| Grader | Type | Quality |
|---|---|---|
| Ticket classifier accuracy | Exact Match | Reliable |
| Routing decision evaluator | LLM Grader | Reliable |
| PII redaction checker | Regex + Rule | Reliable |
| Escalation rationale scorer | LLM Grader | Questionable |
| Response tone evaluator | LLM Grader | Questionable |
| Anti-pattern | Present | Evidence |
|---|---|---|
| Golden dataset too small | Partial | 22 cases cover core paths but edge categories (billing disputes, multi-issue tickets) have fewer than 3 examples each. |
| Grader judges its own output | Present | Escalation rationale grader uses the same model family (claude-3) as the agent itself — grader bias risk for subjective quality judgements. |
| No adversarial fixtures | Present | All 22 golden cases are well-formed, cooperative inputs.
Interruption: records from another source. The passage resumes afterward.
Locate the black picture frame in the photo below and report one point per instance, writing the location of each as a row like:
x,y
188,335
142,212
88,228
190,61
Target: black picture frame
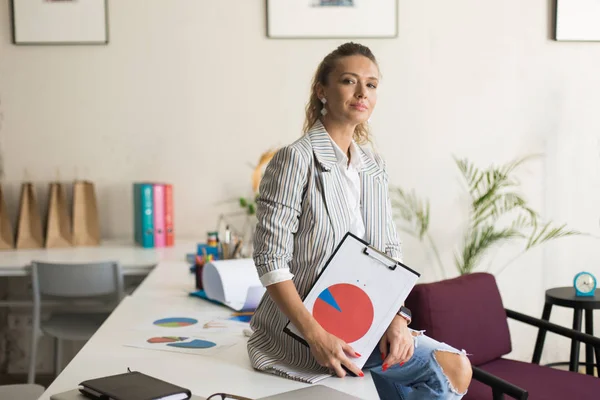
x,y
17,42
271,35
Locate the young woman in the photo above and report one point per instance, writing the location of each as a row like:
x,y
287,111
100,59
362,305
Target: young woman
x,y
314,191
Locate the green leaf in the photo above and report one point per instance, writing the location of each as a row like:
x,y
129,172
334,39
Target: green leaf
x,y
547,232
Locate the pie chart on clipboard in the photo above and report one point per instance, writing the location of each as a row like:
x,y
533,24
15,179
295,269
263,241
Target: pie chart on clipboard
x,y
344,310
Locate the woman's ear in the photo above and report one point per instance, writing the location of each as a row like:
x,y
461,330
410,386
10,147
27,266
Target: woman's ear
x,y
320,90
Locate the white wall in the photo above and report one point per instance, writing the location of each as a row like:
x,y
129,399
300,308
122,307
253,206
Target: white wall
x,y
192,91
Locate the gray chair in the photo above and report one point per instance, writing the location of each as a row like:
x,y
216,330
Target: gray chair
x,y
21,392
91,289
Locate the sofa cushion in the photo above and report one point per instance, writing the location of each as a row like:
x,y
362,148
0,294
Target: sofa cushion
x,y
465,312
542,383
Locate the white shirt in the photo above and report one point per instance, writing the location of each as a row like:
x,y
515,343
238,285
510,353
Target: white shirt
x,y
351,183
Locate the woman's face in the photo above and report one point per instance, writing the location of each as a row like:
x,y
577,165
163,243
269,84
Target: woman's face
x,y
351,90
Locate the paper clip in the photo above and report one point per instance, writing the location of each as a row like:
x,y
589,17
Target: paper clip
x,y
382,258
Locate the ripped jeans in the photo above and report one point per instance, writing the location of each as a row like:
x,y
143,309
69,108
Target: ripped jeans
x,y
420,378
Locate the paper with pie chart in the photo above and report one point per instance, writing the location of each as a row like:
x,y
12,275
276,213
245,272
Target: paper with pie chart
x,y
202,346
357,295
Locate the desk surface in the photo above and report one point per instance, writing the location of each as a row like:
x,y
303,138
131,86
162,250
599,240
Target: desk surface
x,y
166,289
133,259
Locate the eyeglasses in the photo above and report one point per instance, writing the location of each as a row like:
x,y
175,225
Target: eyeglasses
x,y
225,396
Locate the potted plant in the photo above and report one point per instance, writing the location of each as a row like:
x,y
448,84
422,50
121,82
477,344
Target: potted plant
x,y
498,213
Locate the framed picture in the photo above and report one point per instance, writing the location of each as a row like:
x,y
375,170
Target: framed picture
x,y
577,20
287,19
40,22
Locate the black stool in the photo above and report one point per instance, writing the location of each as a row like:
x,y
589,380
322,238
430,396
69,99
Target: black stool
x,y
565,297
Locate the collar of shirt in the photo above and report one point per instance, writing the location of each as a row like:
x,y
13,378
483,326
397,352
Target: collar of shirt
x,y
342,158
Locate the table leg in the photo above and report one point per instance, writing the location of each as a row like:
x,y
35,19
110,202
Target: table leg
x,y
589,350
598,361
539,343
574,362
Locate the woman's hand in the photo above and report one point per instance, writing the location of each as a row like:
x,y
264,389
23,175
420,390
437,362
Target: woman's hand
x,y
331,352
397,344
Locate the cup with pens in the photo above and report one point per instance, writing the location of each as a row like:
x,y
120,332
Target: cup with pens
x,y
214,249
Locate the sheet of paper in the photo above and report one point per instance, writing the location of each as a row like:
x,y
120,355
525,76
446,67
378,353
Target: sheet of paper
x,y
234,283
181,324
358,295
198,345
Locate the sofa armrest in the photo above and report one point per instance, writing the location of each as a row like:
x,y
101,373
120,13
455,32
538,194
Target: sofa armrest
x,y
560,330
499,386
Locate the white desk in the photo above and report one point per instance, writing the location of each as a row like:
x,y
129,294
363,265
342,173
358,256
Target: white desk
x,y
135,260
166,288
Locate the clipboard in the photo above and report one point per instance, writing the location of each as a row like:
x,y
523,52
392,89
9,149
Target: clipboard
x,y
357,295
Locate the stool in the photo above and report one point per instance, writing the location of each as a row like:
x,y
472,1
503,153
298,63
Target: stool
x,y
565,297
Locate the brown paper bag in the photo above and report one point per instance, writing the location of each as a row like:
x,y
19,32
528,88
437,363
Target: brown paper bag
x,y
58,228
29,225
7,238
86,225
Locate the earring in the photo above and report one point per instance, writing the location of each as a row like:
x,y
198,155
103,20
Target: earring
x,y
324,110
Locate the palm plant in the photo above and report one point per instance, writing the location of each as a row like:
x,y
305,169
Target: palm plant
x,y
498,213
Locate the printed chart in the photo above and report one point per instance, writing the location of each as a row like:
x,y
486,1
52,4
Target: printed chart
x,y
176,322
344,310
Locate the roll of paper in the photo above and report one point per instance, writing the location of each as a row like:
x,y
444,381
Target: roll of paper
x,y
234,283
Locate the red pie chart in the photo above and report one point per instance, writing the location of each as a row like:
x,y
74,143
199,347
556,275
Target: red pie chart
x,y
344,310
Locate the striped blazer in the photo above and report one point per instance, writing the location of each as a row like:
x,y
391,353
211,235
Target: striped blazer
x,y
302,216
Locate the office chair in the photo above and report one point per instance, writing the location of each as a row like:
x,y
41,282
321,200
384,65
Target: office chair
x,y
98,284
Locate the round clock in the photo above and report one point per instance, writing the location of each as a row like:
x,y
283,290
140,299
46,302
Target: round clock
x,y
585,284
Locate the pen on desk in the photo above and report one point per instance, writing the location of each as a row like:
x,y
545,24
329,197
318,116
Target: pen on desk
x,y
226,245
237,248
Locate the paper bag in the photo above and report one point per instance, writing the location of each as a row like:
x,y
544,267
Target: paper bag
x,y
7,238
86,224
58,228
29,225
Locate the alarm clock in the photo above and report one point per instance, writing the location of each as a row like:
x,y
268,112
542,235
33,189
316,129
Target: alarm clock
x,y
584,284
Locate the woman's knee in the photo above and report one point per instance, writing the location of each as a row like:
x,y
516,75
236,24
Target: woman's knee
x,y
457,368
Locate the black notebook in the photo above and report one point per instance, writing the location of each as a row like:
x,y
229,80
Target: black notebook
x,y
132,386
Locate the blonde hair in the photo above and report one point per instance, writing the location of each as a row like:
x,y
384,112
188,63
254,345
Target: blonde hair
x,y
314,105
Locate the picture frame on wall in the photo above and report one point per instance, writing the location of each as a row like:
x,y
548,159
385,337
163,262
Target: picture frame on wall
x,y
305,19
59,22
577,20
No tests for jailbreak attempts, instruction injection in ticket body, or adversarial category confusion. |
| Coverage metric disguises dimension gaps | Present | Reporting "22 passing evals" hides that Trajectory Quality, Efficiency, and Collaboration have zero coverage — a single number obscures 3 absent dimensions. |
| Eval suite not run in CI | Absent | Eval suite is wired into the deployment pipeline and runs on every PR that modifies agent prompt, routing logic, or tool schema. |
| Static golden dataset | Absent | Dataset refresh process documented; new production tickets are sampled weekly and reviewed for golden-case candidates. |
The Support Triage Agent eval suite demonstrates solid core coverage for ticket classification and routing but has three production-blocking gaps: no trajectory quality tests, no adversarial safety fixtures, and no handoff quality evaluation. Before promoting to production, resolve P1 gaps and re-run the coverage assessment. The grader bias issue (same model family grading escalation rationale) should be addressed in parallel. Once P1 gaps are closed, coverage will reach at least 5/6 dimensions and the suite will be production-ready.